1. Grant of License  
   1.1. **Right to Use.** Subject to your compliance with this Agreement and payment of any fees, Licensor hereby grants you a non-exclusive, non-transferable, revocable license to access and use the Platform solely for your internal business operations.  
   1.2. **SaaS Delivery.** The Platform is delivered as a cloud-hosted service; you do not receive a copy of the underlying software code. Your license terminates when your subscription ends or is terminated under Section 6.

2. Restrictions  
   You may **not**:  
   - Modify, reverse-compile, reverse-engineer, or decompile any portion of the Platform;  
   - Copy, distribute, sublicense, or otherwise make the Platform available to third parties, except as expressly permitted herein;  
   - Use the Platform to develop, offer, or provide a competing service or product;  
   - Remove or obscure any copyright, trademark, or other proprietary notices;  
   - Export or re-export the Platform in violation of applicable laws.

3. Ownership  
   All title, ownership rights, and intellectual property rights in and to the Platform (including any enhancements, modifications, or derivative works) are and shall remain with Licensor and its licensors. This Agreement does not convey any ownership interest to you.

4. Fees & Payment  
   4.1. You agree to pay all subscription fees and other charges in accordance with Licensor’s pricing schedule.  
   4.2. All amounts are non-refundable except as required by law.  
   4.3. Late payments may incur interest at the lesser of 1.5% per month or the maximum rate permitted by law.

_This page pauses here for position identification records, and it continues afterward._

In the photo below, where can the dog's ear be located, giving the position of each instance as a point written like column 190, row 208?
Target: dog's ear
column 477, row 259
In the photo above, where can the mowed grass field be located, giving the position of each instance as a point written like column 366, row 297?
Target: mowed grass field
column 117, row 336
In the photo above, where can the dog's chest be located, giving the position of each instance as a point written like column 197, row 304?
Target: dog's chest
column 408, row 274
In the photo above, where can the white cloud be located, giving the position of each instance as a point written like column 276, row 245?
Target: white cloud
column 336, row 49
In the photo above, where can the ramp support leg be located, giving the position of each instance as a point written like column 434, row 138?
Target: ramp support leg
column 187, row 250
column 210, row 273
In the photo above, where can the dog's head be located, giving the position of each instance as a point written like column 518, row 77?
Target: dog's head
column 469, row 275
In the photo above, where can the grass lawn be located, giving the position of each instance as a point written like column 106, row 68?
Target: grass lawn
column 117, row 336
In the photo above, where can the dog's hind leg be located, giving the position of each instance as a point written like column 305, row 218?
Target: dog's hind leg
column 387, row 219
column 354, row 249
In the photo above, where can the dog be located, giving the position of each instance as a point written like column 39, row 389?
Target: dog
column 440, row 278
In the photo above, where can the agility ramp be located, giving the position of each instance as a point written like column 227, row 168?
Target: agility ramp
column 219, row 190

5. Support & Maintenance  
   Licensor will provide standard support and maintenance services as set forth in the applicable Service Level Agreement (SLA). Any enhancements or upgrades are licensed under this same Agreement.

6. Term & Termination  
   6.1. **Term.** This Agreement is effective as of your first use of the Platform and continues until terminated.  
   6.2. **Termination for Cause.** Licensor may terminate immediately upon breach by you of any material provision.  
   6.3. **Effect of Termination.** Upon termination you must cease all use of the Platform. All fees accrued prior to termination remain due and payable.

7. Confidentiality  
   Each party agrees to keep the other’s Confidential Information strictly confidential and to use it only as necessary to exercise rights or perform obligations under this Agreement.

8. Warranty Disclaimer  
   THE PLATFORM IS PROVIDED “AS-IS” AND LICENSOR EXPRESSLY DISCLAIMS ALL WARRANTIES, WHETHER EXPRESS, IMPLIED, STATUTORY, OR OTHERWISE, INCLUDING WITHOUT LIMITATION ANY IMPLIED WARRANTIES OF MERCHANTABILITY, FITNESS FOR A PARTICULAR PURPOSE, OR NON-INFRINGEMENT.

9. Limitation of Liability  
   IN NO EVENT SHALL LICENSOR BE LIABLE FOR ANY INDIRECT, INCIDENTAL, SPECIAL, OR CONSEQUENTIAL DAMAGES ARISING OUT OF OR RELATED TO THIS AGREEMENT, REGARDLESS OF THEORY OF LIABILITY AND EVEN IF LICENSOR HAS BEEN ADVISED OF THE POSSIBILITY OF SUCH DAMAGES. LICENSOR’S AGGREGATE LIABILITY FOR ANY CLAIMS ARISING UNDER THIS AGREEMENT SHALL NOT EXCEED THE AMOUNTS PAID BY YOU TO LICENSOR IN THE SIX (6) MONTHS PRECEDING THE CLAIM.

10. Governing Law & Dispute Resolution  
   This Agreement is governed by the laws of the State of Delaware, USA, without regard to conflict-of-law principles. Any dispute shall be resolved in the state or federal courts located in Wilmington, Delaware, and each party consents to exclusive jurisdiction and venue therein.

11. General  
   11.1. **Entire Agreement.** This Agreement constitutes the entire understanding between the parties regarding its subject matter.  
   11.2. **Amendment.** No modification is binding unless in writing and signed by both parties.  
   11.3. **Severability.** If any provision is held unenforceable, the remainder remains in full force and effect.

By accessing or using the Aortem SaaS Platform, you acknowledge that you have read, understood, and agree to be bound by the terms of this Agreement.